この映画でジュリオ・アンドレオッティ役を演じるトニ・セルヴィッロが新たな高みに到達したと言えるほど最高の演技を見せています。
このような人におすすめ
イタリアの現代史に興味がある人。マフィアは、『ゴッドファーザー』は作り上げたイメージが未だに強くて、漠然とした概念しかもっていない人が多いと思われます。実際政治家がどのようにマフィアと関係を築き、その関係がどのように イタリア政治および社会に影響を及ぼしているかを知るために『イル・ディーヴォ 魔王と呼ばれた男』が重要な作品です。
4:『グレート・ビューティー/追憶のローマ』
主人公は、ジャーナリストのジェップ(トニ・セルヴィッロ)です。セレブコミュニティの中でちょっとした有名人で、彼の回りに俳優、アーティスト、実業家、貴族、モデルなどが集まります。

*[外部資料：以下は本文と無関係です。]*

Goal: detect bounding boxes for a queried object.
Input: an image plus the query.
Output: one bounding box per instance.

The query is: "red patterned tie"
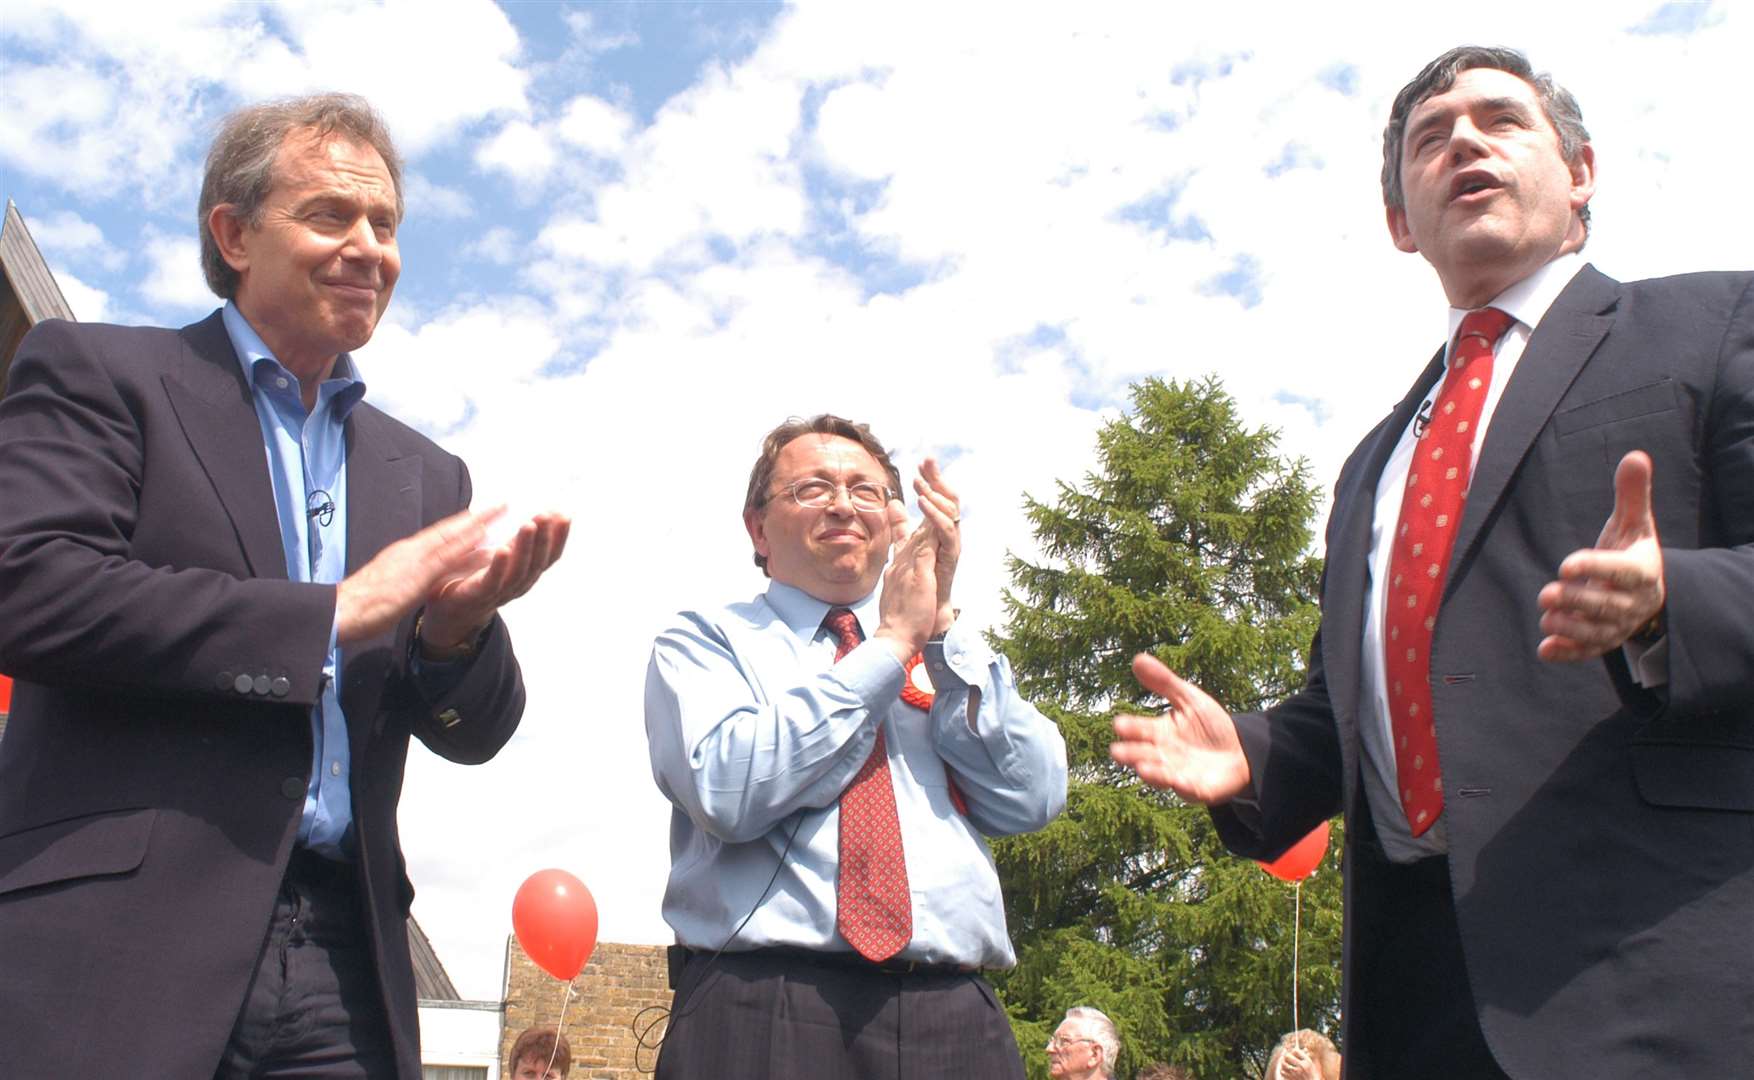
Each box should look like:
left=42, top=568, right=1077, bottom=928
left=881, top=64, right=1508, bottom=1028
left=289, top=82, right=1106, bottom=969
left=825, top=607, right=913, bottom=961
left=1383, top=307, right=1515, bottom=836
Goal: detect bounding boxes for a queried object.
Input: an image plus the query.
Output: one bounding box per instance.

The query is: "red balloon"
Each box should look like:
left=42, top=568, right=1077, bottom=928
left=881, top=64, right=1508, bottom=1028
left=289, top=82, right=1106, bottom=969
left=512, top=869, right=599, bottom=981
left=1258, top=820, right=1331, bottom=882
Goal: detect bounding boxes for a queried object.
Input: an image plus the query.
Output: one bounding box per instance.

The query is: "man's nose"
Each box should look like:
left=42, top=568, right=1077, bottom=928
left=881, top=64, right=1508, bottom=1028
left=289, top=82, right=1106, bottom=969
left=1447, top=117, right=1491, bottom=162
left=340, top=216, right=386, bottom=264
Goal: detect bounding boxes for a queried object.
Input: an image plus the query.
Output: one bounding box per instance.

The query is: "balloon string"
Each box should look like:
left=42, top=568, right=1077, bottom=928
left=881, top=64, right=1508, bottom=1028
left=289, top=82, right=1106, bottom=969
left=546, top=980, right=576, bottom=1077
left=1292, top=879, right=1303, bottom=1033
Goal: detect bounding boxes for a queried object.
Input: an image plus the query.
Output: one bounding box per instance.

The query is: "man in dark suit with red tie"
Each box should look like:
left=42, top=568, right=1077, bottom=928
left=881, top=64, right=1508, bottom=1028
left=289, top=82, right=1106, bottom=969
left=0, top=94, right=568, bottom=1077
left=1110, top=46, right=1753, bottom=1079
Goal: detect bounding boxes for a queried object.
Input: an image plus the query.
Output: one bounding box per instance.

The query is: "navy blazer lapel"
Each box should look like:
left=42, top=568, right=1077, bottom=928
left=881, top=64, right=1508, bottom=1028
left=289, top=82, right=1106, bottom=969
left=162, top=311, right=287, bottom=579
left=343, top=407, right=422, bottom=575
left=1322, top=348, right=1444, bottom=752
left=1448, top=265, right=1618, bottom=592
left=341, top=406, right=422, bottom=742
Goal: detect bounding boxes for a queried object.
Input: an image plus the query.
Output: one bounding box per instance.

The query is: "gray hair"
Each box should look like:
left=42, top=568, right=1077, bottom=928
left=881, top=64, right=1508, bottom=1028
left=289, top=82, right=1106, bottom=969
left=198, top=93, right=405, bottom=299
left=1380, top=45, right=1591, bottom=233
left=1063, top=1006, right=1121, bottom=1077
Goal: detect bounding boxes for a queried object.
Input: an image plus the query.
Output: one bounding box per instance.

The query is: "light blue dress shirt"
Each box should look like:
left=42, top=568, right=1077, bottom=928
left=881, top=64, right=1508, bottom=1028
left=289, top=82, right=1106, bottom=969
left=222, top=302, right=365, bottom=858
left=645, top=580, right=1068, bottom=968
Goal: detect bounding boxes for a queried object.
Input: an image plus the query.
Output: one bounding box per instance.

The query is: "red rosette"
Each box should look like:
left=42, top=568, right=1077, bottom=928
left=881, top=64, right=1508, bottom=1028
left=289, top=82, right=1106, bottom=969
left=900, top=651, right=935, bottom=711
left=900, top=652, right=968, bottom=814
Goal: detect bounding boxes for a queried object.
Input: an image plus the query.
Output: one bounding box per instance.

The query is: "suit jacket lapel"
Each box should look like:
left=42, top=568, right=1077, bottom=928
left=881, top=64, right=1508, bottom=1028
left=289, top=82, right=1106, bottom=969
left=343, top=408, right=421, bottom=575
left=162, top=311, right=287, bottom=579
left=1448, top=265, right=1619, bottom=593
left=1324, top=348, right=1444, bottom=792
left=342, top=407, right=422, bottom=743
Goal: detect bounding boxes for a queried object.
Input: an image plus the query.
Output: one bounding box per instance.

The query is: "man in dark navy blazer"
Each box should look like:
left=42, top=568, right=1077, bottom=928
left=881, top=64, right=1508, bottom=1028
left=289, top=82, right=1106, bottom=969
left=0, top=95, right=568, bottom=1077
left=1111, top=47, right=1753, bottom=1079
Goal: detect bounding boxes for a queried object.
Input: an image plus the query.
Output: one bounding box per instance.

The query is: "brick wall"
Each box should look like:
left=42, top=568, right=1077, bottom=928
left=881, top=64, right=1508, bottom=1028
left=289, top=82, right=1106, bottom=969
left=501, top=939, right=673, bottom=1079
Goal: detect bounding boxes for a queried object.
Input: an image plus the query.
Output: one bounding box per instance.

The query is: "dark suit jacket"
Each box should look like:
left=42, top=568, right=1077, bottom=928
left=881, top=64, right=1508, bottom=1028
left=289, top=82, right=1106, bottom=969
left=1211, top=266, right=1754, bottom=1079
left=0, top=312, right=525, bottom=1078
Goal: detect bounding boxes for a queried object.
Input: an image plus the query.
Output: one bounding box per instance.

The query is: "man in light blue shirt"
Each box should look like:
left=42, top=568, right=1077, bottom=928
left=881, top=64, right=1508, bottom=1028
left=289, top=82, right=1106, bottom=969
left=646, top=413, right=1067, bottom=1080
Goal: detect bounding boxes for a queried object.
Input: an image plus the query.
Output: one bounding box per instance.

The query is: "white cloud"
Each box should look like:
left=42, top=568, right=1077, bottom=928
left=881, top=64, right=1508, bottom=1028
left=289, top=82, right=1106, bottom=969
left=561, top=7, right=639, bottom=53
left=404, top=173, right=474, bottom=220
left=813, top=80, right=898, bottom=181
left=475, top=119, right=557, bottom=183
left=358, top=298, right=565, bottom=436
left=51, top=269, right=111, bottom=323
left=0, top=56, right=195, bottom=203
left=556, top=94, right=634, bottom=158
left=0, top=0, right=530, bottom=202
left=464, top=225, right=522, bottom=265
left=21, top=209, right=127, bottom=273
left=252, top=0, right=529, bottom=154
left=531, top=63, right=807, bottom=276
left=138, top=233, right=214, bottom=313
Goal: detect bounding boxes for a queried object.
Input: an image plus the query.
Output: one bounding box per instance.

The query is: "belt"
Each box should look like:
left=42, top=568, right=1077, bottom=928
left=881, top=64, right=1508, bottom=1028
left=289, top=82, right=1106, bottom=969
left=707, top=945, right=977, bottom=977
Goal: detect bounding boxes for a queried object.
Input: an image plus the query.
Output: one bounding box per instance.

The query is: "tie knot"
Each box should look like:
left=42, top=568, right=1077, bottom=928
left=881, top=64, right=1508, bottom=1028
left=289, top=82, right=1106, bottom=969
left=824, top=608, right=862, bottom=659
left=1456, top=307, right=1515, bottom=352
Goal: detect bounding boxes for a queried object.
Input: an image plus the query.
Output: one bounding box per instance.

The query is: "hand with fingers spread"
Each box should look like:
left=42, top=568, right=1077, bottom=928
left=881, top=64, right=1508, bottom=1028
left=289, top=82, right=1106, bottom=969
left=912, top=457, right=962, bottom=634
left=1538, top=450, right=1666, bottom=662
left=335, top=507, right=572, bottom=650
left=874, top=500, right=940, bottom=664
left=419, top=511, right=571, bottom=653
left=1109, top=653, right=1251, bottom=804
left=335, top=506, right=498, bottom=645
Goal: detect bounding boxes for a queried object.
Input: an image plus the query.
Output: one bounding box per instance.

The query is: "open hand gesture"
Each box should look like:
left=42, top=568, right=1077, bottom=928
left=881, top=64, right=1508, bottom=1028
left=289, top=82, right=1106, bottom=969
left=1110, top=653, right=1251, bottom=804
left=1538, top=450, right=1665, bottom=662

毎夜ローマのあちこちで開催される豪華なパーティーに参加しながら日々を過ごすジェップに、ある日、彼が決して忘れられなかった初恋の女性の訃報が届きます。これが自分の過去を顧みるきっかけとなり、長い間中断していた作家活動を再開する決心と繋がるのです。
このような人におすすめ
・とにかくローマが好きな人。コロッセオをはじめ、ローマの建物がただの背景ではなく、作品の中心にあります。夜中や夜明けにジェップが街を歩くシーンを観ることで今まで見たことのないローマに出会えるはず。

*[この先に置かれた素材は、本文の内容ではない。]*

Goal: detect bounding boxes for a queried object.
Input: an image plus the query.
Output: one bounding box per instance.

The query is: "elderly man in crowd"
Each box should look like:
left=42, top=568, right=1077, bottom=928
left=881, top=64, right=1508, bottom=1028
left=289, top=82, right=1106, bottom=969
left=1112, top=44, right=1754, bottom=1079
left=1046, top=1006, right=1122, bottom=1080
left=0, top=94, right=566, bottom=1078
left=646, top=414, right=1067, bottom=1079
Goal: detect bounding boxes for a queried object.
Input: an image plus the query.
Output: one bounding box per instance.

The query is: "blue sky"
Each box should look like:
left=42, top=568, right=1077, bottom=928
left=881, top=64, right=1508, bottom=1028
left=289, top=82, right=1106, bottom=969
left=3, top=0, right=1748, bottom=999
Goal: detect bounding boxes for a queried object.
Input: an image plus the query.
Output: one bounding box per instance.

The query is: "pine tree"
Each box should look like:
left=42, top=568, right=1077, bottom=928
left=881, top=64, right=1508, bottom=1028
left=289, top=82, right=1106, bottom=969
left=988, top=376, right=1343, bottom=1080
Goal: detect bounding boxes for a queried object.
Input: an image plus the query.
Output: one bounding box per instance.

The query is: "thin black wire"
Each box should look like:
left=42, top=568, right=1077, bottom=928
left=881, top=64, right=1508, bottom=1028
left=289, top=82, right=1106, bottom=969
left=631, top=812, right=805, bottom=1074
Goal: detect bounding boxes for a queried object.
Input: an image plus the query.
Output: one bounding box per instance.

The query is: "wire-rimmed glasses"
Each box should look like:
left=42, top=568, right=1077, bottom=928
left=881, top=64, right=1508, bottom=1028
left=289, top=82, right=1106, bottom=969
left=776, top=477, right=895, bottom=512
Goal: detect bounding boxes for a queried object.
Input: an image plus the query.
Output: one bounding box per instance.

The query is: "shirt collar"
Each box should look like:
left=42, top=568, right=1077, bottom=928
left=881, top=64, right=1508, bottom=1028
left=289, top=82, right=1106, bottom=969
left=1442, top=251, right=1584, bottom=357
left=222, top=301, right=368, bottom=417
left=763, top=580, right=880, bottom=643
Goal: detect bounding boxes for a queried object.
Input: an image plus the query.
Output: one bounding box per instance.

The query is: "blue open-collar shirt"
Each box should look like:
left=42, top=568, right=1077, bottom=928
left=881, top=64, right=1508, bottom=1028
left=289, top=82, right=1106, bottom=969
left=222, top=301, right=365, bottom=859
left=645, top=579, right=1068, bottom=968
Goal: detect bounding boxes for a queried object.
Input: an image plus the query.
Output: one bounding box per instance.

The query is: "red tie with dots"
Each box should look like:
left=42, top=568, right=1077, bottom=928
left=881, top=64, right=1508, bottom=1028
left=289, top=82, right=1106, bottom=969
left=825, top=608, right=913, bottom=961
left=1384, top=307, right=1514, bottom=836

・イタリア社会に興味がある人。ジェップを中心に開催される豪華のパーティーを通じてイタリア社会の退廃を垣間見ることができます。
毎年日本で開催されるイタリア映画祭で注目を浴びた『愛の果てへの旅』や『イル・ディーヴォ 魔王と呼ばれた男』は、DVDなどで手に入れることができます。また、従来日本で上映されていなかった『もうひとりの男』も現在「イタリアネオ+クラッシコ映画祭」で観賞することができます。
ぜひパオロ・ソレンティーノの世界に入り込んでイタリアの複数の側面を発見してみてください。